The back and forth did not go unnoticed in the chamber by the other deputies either, as Lucia Mendez of Spanish publication El Mundo noted many of them watched the insults volleyed back and forth like a tennis rally.
PSOE MPs reduced to watching Rajoy-Iglesias jibes and insults: "like spectators at a tennis match". https://t.co/pop0Y6cx5R— The Spain Report (@thespainreport) October 27, 2016
Somewhat sidelined during this conversation were the PSOE, the socialist party who went through their own upheaval throughout the late summer. Leader Pedro Sanchez resigned at the start of this month as a result of losing a vote of the PSOE's assembly, having refused to budge negotiations with Rajoy over forming a new government.

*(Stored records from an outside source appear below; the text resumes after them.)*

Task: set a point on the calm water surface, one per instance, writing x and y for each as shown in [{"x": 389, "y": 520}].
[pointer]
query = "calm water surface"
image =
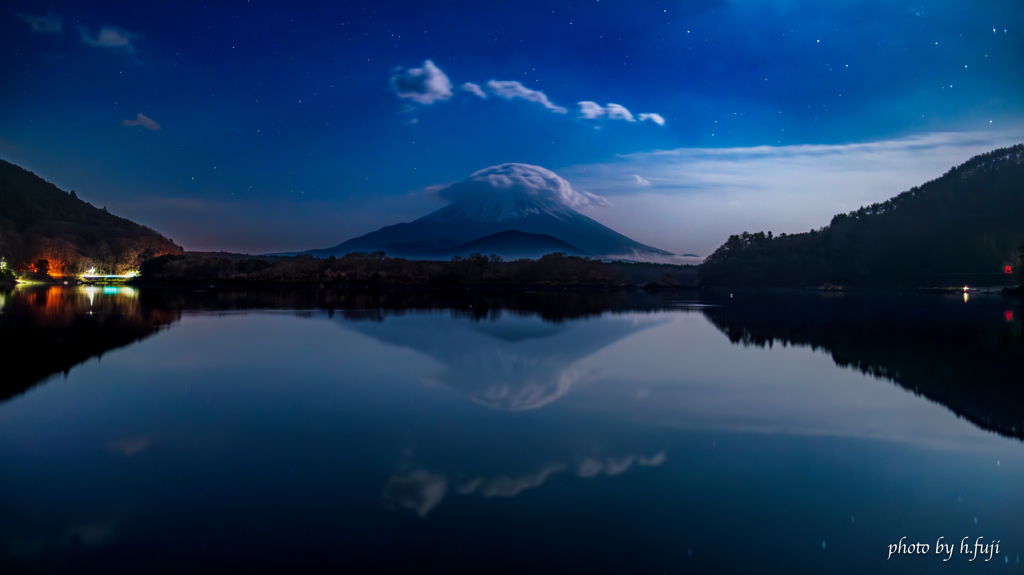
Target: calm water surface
[{"x": 153, "y": 432}]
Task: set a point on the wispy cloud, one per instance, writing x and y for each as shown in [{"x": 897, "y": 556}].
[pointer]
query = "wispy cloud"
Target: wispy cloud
[
  {"x": 109, "y": 37},
  {"x": 593, "y": 111},
  {"x": 655, "y": 118},
  {"x": 698, "y": 196},
  {"x": 474, "y": 89},
  {"x": 143, "y": 121},
  {"x": 50, "y": 24},
  {"x": 512, "y": 89},
  {"x": 424, "y": 85}
]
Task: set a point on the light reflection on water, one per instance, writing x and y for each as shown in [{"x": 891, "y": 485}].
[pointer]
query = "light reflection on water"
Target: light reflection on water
[{"x": 641, "y": 439}]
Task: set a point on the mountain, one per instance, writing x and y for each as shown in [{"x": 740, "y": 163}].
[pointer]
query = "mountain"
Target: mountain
[
  {"x": 513, "y": 245},
  {"x": 501, "y": 198},
  {"x": 40, "y": 221},
  {"x": 964, "y": 227}
]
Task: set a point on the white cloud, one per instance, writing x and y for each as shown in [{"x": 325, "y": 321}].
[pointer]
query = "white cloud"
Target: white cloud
[
  {"x": 655, "y": 118},
  {"x": 698, "y": 196},
  {"x": 43, "y": 25},
  {"x": 593, "y": 111},
  {"x": 590, "y": 111},
  {"x": 512, "y": 89},
  {"x": 508, "y": 181},
  {"x": 506, "y": 486},
  {"x": 147, "y": 123},
  {"x": 420, "y": 491},
  {"x": 424, "y": 85},
  {"x": 109, "y": 37},
  {"x": 474, "y": 89},
  {"x": 616, "y": 112}
]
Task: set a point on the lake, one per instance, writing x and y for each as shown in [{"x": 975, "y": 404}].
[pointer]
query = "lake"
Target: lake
[{"x": 152, "y": 431}]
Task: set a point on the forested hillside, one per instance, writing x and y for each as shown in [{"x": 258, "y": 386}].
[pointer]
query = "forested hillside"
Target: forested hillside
[
  {"x": 969, "y": 221},
  {"x": 39, "y": 221}
]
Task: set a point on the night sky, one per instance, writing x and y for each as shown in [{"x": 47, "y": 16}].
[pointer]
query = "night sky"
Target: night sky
[{"x": 274, "y": 126}]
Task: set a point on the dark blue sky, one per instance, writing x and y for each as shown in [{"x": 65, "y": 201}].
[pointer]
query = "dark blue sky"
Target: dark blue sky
[{"x": 281, "y": 127}]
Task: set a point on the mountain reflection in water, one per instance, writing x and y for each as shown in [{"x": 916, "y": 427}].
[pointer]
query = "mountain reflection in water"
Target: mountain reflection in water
[
  {"x": 968, "y": 357},
  {"x": 504, "y": 432}
]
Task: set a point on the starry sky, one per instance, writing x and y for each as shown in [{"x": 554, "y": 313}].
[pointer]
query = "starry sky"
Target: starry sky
[{"x": 260, "y": 126}]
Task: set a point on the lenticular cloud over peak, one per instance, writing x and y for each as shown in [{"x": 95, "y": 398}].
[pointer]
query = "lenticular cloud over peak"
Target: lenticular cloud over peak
[{"x": 519, "y": 181}]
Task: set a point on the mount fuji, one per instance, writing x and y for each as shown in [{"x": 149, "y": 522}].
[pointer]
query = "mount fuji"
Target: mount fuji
[{"x": 512, "y": 210}]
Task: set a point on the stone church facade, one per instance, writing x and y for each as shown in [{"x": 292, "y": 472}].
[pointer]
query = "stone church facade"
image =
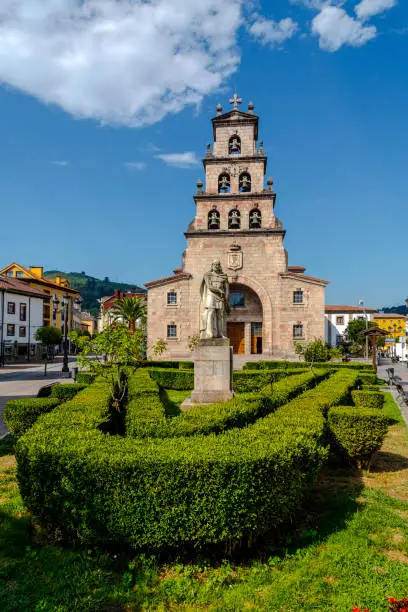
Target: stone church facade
[{"x": 273, "y": 305}]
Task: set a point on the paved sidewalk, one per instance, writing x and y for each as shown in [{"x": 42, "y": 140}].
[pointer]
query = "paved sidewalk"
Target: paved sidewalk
[
  {"x": 26, "y": 382},
  {"x": 400, "y": 369}
]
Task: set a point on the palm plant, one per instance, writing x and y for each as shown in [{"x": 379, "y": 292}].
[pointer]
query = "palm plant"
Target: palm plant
[{"x": 129, "y": 310}]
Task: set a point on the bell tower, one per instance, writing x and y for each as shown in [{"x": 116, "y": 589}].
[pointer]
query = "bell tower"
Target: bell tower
[{"x": 234, "y": 197}]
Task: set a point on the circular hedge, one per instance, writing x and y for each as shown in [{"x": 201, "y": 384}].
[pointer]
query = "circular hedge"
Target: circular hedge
[{"x": 157, "y": 492}]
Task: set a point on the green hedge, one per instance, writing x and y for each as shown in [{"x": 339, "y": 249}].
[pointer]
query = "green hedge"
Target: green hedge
[
  {"x": 278, "y": 365},
  {"x": 85, "y": 378},
  {"x": 19, "y": 415},
  {"x": 166, "y": 492},
  {"x": 368, "y": 399},
  {"x": 359, "y": 432},
  {"x": 182, "y": 380},
  {"x": 146, "y": 415},
  {"x": 66, "y": 391}
]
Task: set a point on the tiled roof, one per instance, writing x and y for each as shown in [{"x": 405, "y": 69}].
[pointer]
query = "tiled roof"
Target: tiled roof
[
  {"x": 336, "y": 308},
  {"x": 14, "y": 285},
  {"x": 168, "y": 279}
]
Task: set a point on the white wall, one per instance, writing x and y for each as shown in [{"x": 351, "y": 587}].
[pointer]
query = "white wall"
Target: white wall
[{"x": 34, "y": 317}]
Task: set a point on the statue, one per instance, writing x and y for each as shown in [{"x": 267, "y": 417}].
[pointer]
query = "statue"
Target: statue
[{"x": 215, "y": 302}]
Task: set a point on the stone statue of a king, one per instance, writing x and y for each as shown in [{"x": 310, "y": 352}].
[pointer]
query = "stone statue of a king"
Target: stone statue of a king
[{"x": 214, "y": 303}]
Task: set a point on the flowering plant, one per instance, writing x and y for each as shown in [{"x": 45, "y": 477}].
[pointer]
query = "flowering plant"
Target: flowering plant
[{"x": 398, "y": 605}]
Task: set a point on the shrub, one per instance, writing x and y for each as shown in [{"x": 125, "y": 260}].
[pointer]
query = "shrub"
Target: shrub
[
  {"x": 173, "y": 379},
  {"x": 19, "y": 415},
  {"x": 186, "y": 365},
  {"x": 145, "y": 413},
  {"x": 277, "y": 365},
  {"x": 359, "y": 432},
  {"x": 166, "y": 492},
  {"x": 66, "y": 391},
  {"x": 368, "y": 399},
  {"x": 86, "y": 378}
]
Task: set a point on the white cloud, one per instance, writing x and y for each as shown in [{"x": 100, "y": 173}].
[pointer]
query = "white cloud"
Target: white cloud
[
  {"x": 336, "y": 28},
  {"x": 269, "y": 32},
  {"x": 136, "y": 165},
  {"x": 368, "y": 8},
  {"x": 180, "y": 160},
  {"x": 126, "y": 62}
]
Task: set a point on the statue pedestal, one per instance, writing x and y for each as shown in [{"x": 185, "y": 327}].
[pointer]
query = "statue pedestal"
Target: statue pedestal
[{"x": 212, "y": 373}]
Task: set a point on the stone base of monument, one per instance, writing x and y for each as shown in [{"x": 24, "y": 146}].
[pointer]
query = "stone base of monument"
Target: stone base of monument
[{"x": 212, "y": 373}]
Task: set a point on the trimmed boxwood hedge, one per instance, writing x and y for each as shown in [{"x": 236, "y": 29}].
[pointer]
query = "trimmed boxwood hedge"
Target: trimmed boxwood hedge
[
  {"x": 19, "y": 415},
  {"x": 368, "y": 399},
  {"x": 66, "y": 391},
  {"x": 146, "y": 415},
  {"x": 86, "y": 378},
  {"x": 359, "y": 432},
  {"x": 279, "y": 365},
  {"x": 174, "y": 491}
]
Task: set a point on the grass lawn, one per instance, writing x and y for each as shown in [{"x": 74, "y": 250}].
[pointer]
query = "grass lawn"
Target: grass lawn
[{"x": 349, "y": 547}]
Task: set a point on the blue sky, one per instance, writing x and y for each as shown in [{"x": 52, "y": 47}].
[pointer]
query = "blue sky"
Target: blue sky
[{"x": 102, "y": 102}]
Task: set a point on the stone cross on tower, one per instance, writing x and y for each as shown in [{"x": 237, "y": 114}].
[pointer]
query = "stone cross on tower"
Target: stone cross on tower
[{"x": 235, "y": 100}]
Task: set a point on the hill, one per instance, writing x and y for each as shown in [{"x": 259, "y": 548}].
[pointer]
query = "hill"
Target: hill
[{"x": 91, "y": 288}]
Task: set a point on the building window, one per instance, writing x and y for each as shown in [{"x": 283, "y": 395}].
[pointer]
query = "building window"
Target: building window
[
  {"x": 234, "y": 145},
  {"x": 255, "y": 219},
  {"x": 23, "y": 312},
  {"x": 224, "y": 183},
  {"x": 171, "y": 298},
  {"x": 234, "y": 219},
  {"x": 237, "y": 299},
  {"x": 172, "y": 331},
  {"x": 244, "y": 182},
  {"x": 11, "y": 329},
  {"x": 213, "y": 219}
]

Speaking on Thursday morning, PSOE spokesman Antonio Hernando endeavoured to make clear that his party's abstention was just that, and was not a gesture of support.
"Mr Rajoy, we don't like you as prime minister, but we do like this country and the democracy that we have," said Hernando. "Today, Spain needs us, and peoples’ problems cannot remain blocked because of the selfishness of any one party. There are more than enough reasons not to trust you, but there is no reason to keep up the deadlock."
Image: Spain's acting conservative Prime Minister and Popular Party leader Mariano Rajoy, right, is greeted by his party members after speaking at the investiture debate on Wednesday. Daniel Ochoa de Olza AP/Press Association Images
Given how much attention was given to Podemos and Iglesias in Rajoy's speeches, it may be that the PP have decided that the party's growing support means they are the real ideological challengers to their government, making the PSOE's predicament even more precarious.
A round of votes will take place on Thursday at 7pm, but Rajoy is aware that he will not be returned to power just yet. Instead it looks as though he will be voted in as leader on Saturday by a simple majority.
If today's proceedings are anything to go by, however, being able to remove the word "acting" from his title is unlikely to make life any easier for Prime Minister Rajoy in the coming weeks and months.